The above are a few letters in the English alphabet that have different styles of symmetry (a rotation and two different reflections).
We will explore all of the beautiful kinds of symmetry in detail below.
Rotations
Rotational symmetry can be seen in some of the most beautiful aspects of nature, art, mathematics, and practical, man-made objects. Here, we will define rotational symmetry, describe the "orders" that rotational symmetry can have, and discuss several interesting examples of rotational symmetry.
Rotational symmetry: An object has rotational symmetry if it looks unchanged after being turned (rotated) by some specific amount less than a full 360-degree spin. The center-point of the spin is called the point of symmetry of the rotation.
Let's look at some of the letters in the alphabet which have rotational symmetry.
Turn any book that you're reading upside-down (a 180-degree rotation)--many letters like S and Z will be 'unaffected.'
Our next step will be to examine the order of rotational symmetry of an object. Let's start with a formal definition of the order of rotational symmetry.
Order of Rotational Symmetry
When an object has rotational symmetry, the order of that symmetry is the number of different positions in which, after some precise amount of rotation, the object looks exactly the same as it did originally.
For example, look at the following diagram:
So the rotational symmetry of an object can have order 2, 3, 4, 5, 6, ..., or any other whole number \(n.\) Except... did we forget to mention the example of rotational symmetry of order 1? No, we did not, and this is intentional. The rotational symmetry of order 1 does not exist since if a shape only matches itself once as we go around (i.e. it matches itself after one full rotation), then there is really no symmetry at all.
What is the order of rotational symmetry of the world's tallest Ferris wheel, also known as the London Eye?
The world's tallest Ferris wheel London Eye has a rotational symmetry of order 32. \(_\square\)
What is the order of rotational symmetry possessed by the parallelogram shown below?
In a parallelogram, the opposite sides are parallel and its diagonals bisect each other.
We will rotate the parallelogram by \(90^\circ\) in each successive turn till one complete revolution and then see how many times it has attained the same look as the original one.
The parallelogram attained the same look two times in one complete rotation, i.e. one after \(180^\circ\) rotation and another after \(360^\circ\) rotation. So the order of rotational symmetry of the parallelogram is also 2. \(_\square\)
Can you find the order of rotational symmetry of the beautiful flower shown below?
It looks the same five times when rotated through a complete cycle. Hence, the order of rotational symmetry of the flower is 5. \(_\square\)
Does the Brilliant logo possess rotational symmetry? If yes, then what is its order?
Let's take the curved triangle as our focal point. Since the triangle is curved unevenly, things will look different from each side. Therefore, the Brilliant logo does not possess rotational symmetry. \(_\square\)

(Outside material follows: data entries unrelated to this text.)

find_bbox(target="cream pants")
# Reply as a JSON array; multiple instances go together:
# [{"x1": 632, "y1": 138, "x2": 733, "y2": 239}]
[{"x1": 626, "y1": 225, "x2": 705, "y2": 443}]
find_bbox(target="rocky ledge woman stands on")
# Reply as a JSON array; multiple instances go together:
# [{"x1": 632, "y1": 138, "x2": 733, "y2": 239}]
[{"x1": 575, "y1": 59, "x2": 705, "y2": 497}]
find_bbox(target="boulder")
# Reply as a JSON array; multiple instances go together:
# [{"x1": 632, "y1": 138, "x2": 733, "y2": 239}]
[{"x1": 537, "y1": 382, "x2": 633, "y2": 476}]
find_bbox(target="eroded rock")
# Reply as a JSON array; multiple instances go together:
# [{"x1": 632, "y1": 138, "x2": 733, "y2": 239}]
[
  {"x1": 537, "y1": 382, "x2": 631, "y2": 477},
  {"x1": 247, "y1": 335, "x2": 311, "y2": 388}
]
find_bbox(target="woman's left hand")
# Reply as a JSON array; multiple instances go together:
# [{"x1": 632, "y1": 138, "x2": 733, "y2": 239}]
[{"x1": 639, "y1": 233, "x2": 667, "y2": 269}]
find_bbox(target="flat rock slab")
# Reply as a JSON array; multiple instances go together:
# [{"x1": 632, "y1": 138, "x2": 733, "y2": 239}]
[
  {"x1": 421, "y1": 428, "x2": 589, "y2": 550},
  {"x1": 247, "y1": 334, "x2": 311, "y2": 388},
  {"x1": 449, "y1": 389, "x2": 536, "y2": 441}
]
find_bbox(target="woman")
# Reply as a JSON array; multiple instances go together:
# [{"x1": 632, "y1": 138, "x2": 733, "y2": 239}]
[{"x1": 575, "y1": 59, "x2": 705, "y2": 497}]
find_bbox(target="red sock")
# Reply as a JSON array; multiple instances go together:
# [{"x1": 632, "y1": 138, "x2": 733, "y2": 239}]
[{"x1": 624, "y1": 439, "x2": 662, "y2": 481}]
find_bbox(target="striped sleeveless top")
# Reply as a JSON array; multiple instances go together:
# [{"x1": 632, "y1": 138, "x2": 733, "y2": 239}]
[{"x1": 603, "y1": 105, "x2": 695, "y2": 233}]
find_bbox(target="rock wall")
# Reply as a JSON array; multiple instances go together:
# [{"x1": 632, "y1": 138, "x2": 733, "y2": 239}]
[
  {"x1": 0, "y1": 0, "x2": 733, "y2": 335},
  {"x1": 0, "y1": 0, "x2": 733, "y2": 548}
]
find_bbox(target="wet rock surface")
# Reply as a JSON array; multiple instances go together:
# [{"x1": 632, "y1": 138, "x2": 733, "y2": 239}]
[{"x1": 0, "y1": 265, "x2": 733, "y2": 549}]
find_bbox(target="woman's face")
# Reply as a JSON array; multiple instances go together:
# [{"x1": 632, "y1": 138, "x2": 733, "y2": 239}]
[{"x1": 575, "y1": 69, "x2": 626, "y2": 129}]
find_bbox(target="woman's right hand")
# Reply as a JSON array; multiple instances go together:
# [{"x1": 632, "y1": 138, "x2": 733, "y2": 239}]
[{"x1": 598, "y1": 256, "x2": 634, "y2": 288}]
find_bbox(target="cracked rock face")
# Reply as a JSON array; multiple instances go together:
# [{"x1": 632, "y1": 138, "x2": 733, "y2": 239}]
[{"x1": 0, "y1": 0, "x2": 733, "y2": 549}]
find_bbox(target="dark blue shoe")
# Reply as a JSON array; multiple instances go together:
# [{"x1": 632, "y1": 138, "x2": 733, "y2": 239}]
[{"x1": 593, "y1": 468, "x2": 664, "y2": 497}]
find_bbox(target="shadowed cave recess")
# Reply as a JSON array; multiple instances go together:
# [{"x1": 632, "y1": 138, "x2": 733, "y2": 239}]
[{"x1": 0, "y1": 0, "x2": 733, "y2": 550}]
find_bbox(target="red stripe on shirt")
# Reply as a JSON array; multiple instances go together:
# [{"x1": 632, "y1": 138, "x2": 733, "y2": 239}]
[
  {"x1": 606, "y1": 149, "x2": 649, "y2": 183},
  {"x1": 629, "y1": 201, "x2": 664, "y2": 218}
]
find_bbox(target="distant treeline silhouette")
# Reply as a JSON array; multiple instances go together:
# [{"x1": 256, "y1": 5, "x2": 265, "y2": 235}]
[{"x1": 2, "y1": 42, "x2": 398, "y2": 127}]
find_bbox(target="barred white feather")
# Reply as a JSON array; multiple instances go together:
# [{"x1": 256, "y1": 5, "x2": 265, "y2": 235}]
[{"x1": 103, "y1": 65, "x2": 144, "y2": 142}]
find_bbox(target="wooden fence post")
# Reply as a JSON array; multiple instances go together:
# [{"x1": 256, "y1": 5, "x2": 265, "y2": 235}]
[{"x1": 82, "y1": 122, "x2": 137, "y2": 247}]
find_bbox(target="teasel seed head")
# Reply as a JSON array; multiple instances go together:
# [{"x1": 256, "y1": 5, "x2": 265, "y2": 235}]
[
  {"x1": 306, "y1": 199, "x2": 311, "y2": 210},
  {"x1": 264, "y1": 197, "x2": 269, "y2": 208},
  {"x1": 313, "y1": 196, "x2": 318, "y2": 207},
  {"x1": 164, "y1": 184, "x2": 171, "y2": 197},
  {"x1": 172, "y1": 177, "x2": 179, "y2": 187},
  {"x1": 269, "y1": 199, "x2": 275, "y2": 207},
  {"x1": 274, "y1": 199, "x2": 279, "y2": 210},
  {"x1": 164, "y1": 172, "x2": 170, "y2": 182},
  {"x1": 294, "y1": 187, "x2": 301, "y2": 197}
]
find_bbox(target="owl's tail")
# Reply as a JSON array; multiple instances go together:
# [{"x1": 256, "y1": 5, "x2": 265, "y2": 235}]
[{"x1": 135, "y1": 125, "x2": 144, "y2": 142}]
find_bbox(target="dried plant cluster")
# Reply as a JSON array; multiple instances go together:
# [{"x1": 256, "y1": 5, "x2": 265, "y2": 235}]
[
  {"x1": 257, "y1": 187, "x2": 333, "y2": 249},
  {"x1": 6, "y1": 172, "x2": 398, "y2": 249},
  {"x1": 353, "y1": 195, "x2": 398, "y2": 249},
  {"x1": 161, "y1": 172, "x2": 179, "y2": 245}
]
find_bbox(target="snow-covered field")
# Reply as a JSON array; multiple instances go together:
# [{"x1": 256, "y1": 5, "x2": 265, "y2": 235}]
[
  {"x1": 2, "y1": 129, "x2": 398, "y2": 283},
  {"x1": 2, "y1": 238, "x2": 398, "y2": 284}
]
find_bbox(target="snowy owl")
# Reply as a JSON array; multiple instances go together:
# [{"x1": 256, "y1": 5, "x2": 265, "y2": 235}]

As we have gone through several examples of rotational symmetry, here are some problems based on the same concept:
Reflections
We have gone through several interesting scenarios involving rotational symmetry. To continue our journey, now we will move on to discuss reflection symmetry and the many places where it appears. We will start by defining reflection symmetry.
Reflection symmetry: An object has reflection symmetry if there exists a line that the object can be flipped (reflected) over such that it looks exactly the same before and after the flip. The line that the object flips across is called the axis of symmetry (plural: axes of symmetry).
An object may have 0, 1 or more than one axes of symmetry. An axis of symmetry is also sometimes called a line of symmetry.
For example, the letters A and M, each have a vertical axis of symmetry,
the letters E and K both have horizontal axes of symmetry,
and the letters H and X have both horizontal and vertical axes of symmetry.
How do we know whether any line is an axis of symmetry for an object or not? It is very simple: an axis of symmetry essentially behaves like a mirror. In place of the axis, if we place a mirror, then we should get the same shape. Let's look at an example.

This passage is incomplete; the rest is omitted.